My Life Has Always Sucked (and other generalizations that stop us from being healed)


Psalm 13

1 How long, Lord? Will you forget me forever?
How long will you hide your face from me?
2 How long must I wrestle with my thoughts
and day after day have sorrow in my heart?
How long will my enemy triumph over me?

3 Look on me and answer, Lord my God.
Give light to my eyes, or I will sleep in death,
4 and my enemy will say, “I have overcome him,”
and my foes will rejoice when I fall.

5 But I trust in your unfailing love;
my heart rejoices in your salvation.
6 I will sing the Lord’s praise,
for he has been good to me.

I wanted to share a live recording of a very short song I wrote and played in college. It is from Psalm 13. I find that putting psalms to music helps me memorize them.  I hope it helps you to encourage yourself in the Lord by memorizing His word and speaking or singing it to yourself.

Sometimes it just feels like you have felt bad FOREVER. Time stands still when you are hurting, physically or emotionally. We tend to no longer remember any days that were good, and we rewrite our personal history to be a simplistic, condensed version of the truth, such as “My life has always sucked.”

But that’s not true either, because you have had moments of joy throughout your life. You are just choosing right now not to remember them because those memories don’t support the picture you have painted of your life as always having been bad. When we are exhausted from the battle against sorrow and disappointment, we tend to over simplify and generalize, because we just don’t feel like we have it in us to relive and deal with the specifics.

But therein lies the problem. Depression and anxiety cannot be healed without dealing with specific events in your pasts, not generalizations. When I ask women to drill down to the specifics of what has happened to them in the past, to tell me the last time they felt happy, the last good friend they had, or when their depression started, and they can’t tell me anything at all, I know they are blocking memories. They are blocking them because it is easier to live in depression and anxiety than to fight against it, and by simplifying and generalizing your past, there’s nothing to deal with. You can just “give up” and say there is nothing to be done about it.

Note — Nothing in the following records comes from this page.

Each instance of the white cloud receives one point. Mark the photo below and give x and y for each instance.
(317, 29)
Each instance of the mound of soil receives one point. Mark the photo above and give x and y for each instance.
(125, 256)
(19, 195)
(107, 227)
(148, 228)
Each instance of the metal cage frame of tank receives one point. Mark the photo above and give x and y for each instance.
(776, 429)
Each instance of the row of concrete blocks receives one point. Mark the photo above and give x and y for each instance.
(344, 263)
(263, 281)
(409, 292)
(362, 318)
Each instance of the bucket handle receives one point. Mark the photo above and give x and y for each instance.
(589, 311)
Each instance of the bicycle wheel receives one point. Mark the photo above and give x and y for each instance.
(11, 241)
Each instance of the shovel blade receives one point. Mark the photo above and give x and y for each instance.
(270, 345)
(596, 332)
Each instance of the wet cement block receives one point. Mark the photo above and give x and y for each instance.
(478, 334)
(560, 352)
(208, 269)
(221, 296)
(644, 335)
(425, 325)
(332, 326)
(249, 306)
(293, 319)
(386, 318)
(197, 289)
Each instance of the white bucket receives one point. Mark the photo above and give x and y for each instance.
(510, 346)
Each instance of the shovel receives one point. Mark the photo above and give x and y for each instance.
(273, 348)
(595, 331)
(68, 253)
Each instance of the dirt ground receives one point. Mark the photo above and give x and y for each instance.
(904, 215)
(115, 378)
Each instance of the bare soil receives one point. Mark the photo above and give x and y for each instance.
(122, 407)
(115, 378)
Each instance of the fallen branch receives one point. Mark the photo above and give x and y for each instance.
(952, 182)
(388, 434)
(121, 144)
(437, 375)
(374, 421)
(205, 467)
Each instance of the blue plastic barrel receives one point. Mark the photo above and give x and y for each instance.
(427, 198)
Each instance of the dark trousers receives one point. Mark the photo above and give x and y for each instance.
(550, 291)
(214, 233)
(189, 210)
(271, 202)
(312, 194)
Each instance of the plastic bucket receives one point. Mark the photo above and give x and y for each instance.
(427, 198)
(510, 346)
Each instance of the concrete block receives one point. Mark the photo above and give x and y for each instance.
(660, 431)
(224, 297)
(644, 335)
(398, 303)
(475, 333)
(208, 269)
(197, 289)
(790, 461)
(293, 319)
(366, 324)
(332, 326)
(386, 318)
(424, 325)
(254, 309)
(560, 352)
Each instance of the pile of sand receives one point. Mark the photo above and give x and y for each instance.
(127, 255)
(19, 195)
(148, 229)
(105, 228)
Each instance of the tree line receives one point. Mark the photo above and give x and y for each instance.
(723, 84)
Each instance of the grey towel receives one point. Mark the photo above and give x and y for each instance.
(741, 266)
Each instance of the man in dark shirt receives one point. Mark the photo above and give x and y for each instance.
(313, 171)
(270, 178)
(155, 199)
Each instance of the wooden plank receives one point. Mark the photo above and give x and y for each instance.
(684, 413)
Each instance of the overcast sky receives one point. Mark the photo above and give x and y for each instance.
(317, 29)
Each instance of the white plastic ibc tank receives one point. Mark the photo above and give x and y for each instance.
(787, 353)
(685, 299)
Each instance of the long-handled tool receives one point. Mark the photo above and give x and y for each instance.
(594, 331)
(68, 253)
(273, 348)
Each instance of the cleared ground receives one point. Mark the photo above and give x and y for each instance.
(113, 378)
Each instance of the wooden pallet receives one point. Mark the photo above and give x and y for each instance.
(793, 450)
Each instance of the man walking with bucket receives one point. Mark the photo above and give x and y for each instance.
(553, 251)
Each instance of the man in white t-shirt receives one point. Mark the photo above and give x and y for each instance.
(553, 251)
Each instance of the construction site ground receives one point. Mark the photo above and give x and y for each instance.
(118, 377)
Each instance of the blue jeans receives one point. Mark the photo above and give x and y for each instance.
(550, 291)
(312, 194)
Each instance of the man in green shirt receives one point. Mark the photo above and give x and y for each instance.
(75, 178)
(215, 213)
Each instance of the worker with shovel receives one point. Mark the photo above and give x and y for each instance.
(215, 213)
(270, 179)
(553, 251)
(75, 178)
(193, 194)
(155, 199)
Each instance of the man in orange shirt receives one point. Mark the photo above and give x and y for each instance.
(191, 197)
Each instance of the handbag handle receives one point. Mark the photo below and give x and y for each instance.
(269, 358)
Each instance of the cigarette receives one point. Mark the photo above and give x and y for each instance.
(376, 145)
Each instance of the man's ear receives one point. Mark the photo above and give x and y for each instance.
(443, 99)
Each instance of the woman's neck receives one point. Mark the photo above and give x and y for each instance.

But that is not the truth. The truth is that specific things happened in your life to set in motion your current paralysis of emotion. You must be willing to drill down into your past and dig those things up so they can be healed, not ignore them and pretend they didn’t happen. You have to REALLY WANT to be healed, and the dangerous thing about depression is that it sucks the life out of you so you don’t feel you have the energy to deal with anything. With anxiety, the problem is that you don’t want to deal with anything that will make you more anxious, so you avoid dealing with your past. So you avoid your past, and by so doing, entrench yourself in your present misery.

So what is the answer? You have to believe that you CAN be healed. You must have faith that God WANTS you to be healed and believe He has the power to heal you. Many of you have been determining God’s character according to what fallen human beings have done to you in your life and have come to the incorrect conclusion that He isn’t good and that He doesn’t care for you. BUT HE IS GOOD AND HE DOES CARE FOR YOU. He sent His son, Jesus, to die on a cross for you so you could be with Him forever. If you, being evil, know how to give good gifts to your children, how much more does our Heavenly Father want to give good gifts to you?

I want to encourage you to attempt to believe in God’s goodness once again. I want you to trust in His unfailing love for you, and give Him the opportunity to heal what caused your pain and loneliness. You have your entire life ahead of you, and you actually CAN change what the rest of your life will look like IF you are willing to trust God and do the work of cleaning out the specific emotional debris that is clogging up your life. My prayer for you is that you will finally be able to say: I will sing the Lord’s praise, for He has been so good to me.